Pete Engardio (BusinessWeek誌、国際シニアライター)
Dexter Roberts (BusinessWeek誌、北京支局長)
Frederik Balfour (BusinessWeek誌、香港駐在アジア特派員)
Bruce Einhorn (BusinessWeek誌、香港支局特派員)

米国時間2007年7月12日更新 「Broken China」

 中国の官僚機構には驚異的な底力がある。どこかの市長が、海を埋め立てて大規模な工業団地を作る計画を発表したとしよう。ほんの2〜3年後にどうなっているか。見渡す限りに工場が立ち並び、道路が伸び、何千棟ものアパートで多くの家族が生活を営み、1万人単位の労働者が「第2期工事」に取り掛かっている…。

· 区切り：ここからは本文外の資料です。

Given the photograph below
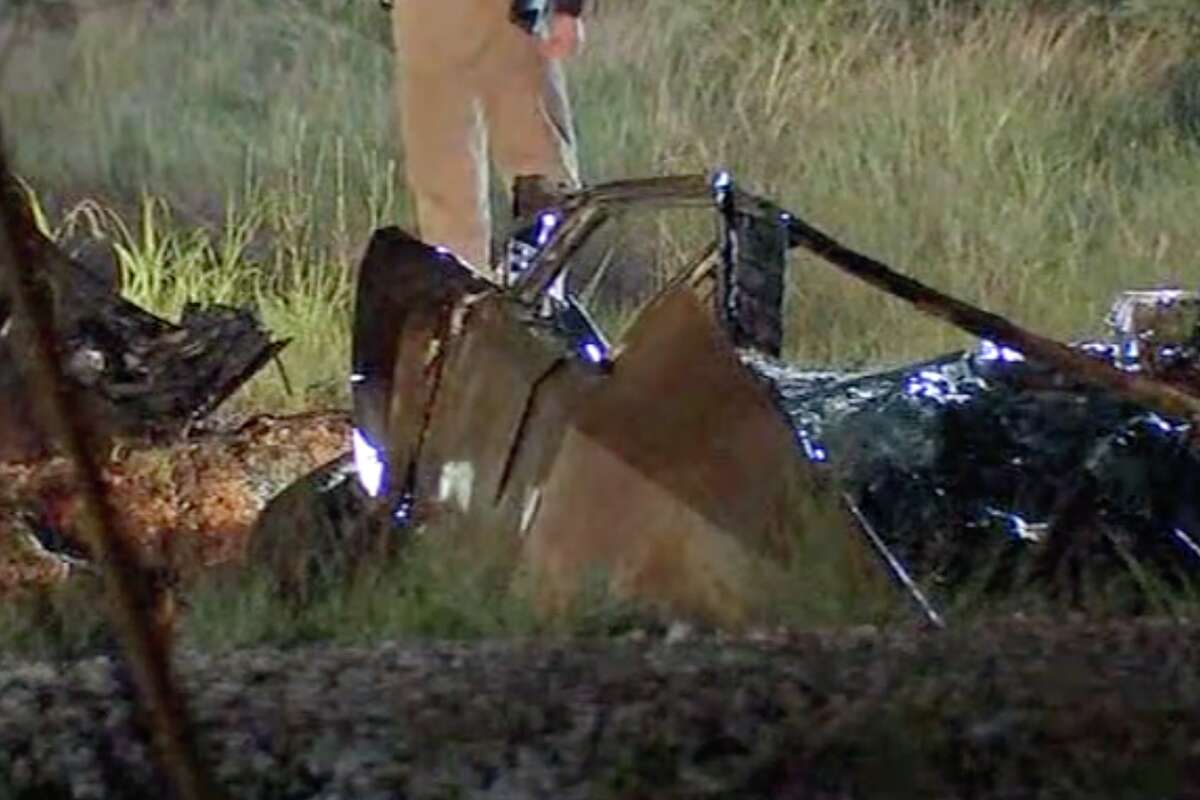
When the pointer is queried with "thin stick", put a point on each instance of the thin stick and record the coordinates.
(1158, 395)
(144, 644)
(894, 564)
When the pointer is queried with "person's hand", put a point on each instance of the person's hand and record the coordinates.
(564, 36)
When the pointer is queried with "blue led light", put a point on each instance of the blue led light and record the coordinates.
(546, 224)
(367, 463)
(593, 352)
(991, 352)
(1019, 528)
(1187, 541)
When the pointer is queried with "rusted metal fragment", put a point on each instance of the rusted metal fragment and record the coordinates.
(677, 476)
(198, 499)
(130, 373)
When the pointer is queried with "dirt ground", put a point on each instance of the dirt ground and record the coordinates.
(1013, 709)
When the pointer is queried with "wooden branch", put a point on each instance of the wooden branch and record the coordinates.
(130, 595)
(1146, 391)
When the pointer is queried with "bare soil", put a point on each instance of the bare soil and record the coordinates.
(1006, 709)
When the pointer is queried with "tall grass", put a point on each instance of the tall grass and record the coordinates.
(1035, 157)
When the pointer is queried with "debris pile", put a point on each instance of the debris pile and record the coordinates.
(987, 453)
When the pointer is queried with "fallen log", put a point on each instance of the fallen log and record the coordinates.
(191, 504)
(136, 376)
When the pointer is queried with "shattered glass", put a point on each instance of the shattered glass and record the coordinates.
(984, 453)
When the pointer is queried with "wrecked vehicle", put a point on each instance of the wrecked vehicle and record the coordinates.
(693, 467)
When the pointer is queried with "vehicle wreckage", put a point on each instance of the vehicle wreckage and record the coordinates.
(694, 468)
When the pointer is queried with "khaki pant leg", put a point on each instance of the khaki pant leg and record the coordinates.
(528, 112)
(445, 155)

 これが世界が恐れおののく中国の姿だ。人と資本を一気に動員して驚異的なスピードで偉業を成し遂げてしまう途方もない能力こそが、過去30年にわたって年平均9.5%もの急成長を続けさせた原動力である。Tシャツからテレビまで中国はあらゆる分野で輸出大国となり、その消費者市場は世界で最も急拡大している。蓄えた巨額の富によって、南米の鉱物資源や米IBM(IBM)のパソコン部門、米大手投資ファンドのブラックストーン・グループの大量の株式などを買い漁っている。

奇跡の経済成長の裏では行政的失敗だらけ

 北京では2008年夏のオリンピックまでにスタジアムや高速道路、ホテルなどを完成させられるか――。もちろんである。しかも、ほとんどの金メダルを獲得するという目標を成し遂げることも請け合いだ。

 では、その中国政府がなぜ、人体に危険なほどに汚染された海産物や練り歯磨き、医薬品などを輸出する業者を取り締まることができないのか。国内外の専門家から何年も警告を受けていたのにもかかわらずである。嫌になるほど続々と出てくる中国製品に関する報道にその答えがある。

 すなわち、中国が遂げた「奇跡の経済成長」も、1枚皮を剥げば、行政上の失敗だらけということだ。製品の安全性が問題になっているが、それは北京政府の無能さをさらけ出したほんの一例に過ぎない。製造業から環境問題、著作権、資本市場に至るまで、中国政府がまともに統制できている分野は1つもない。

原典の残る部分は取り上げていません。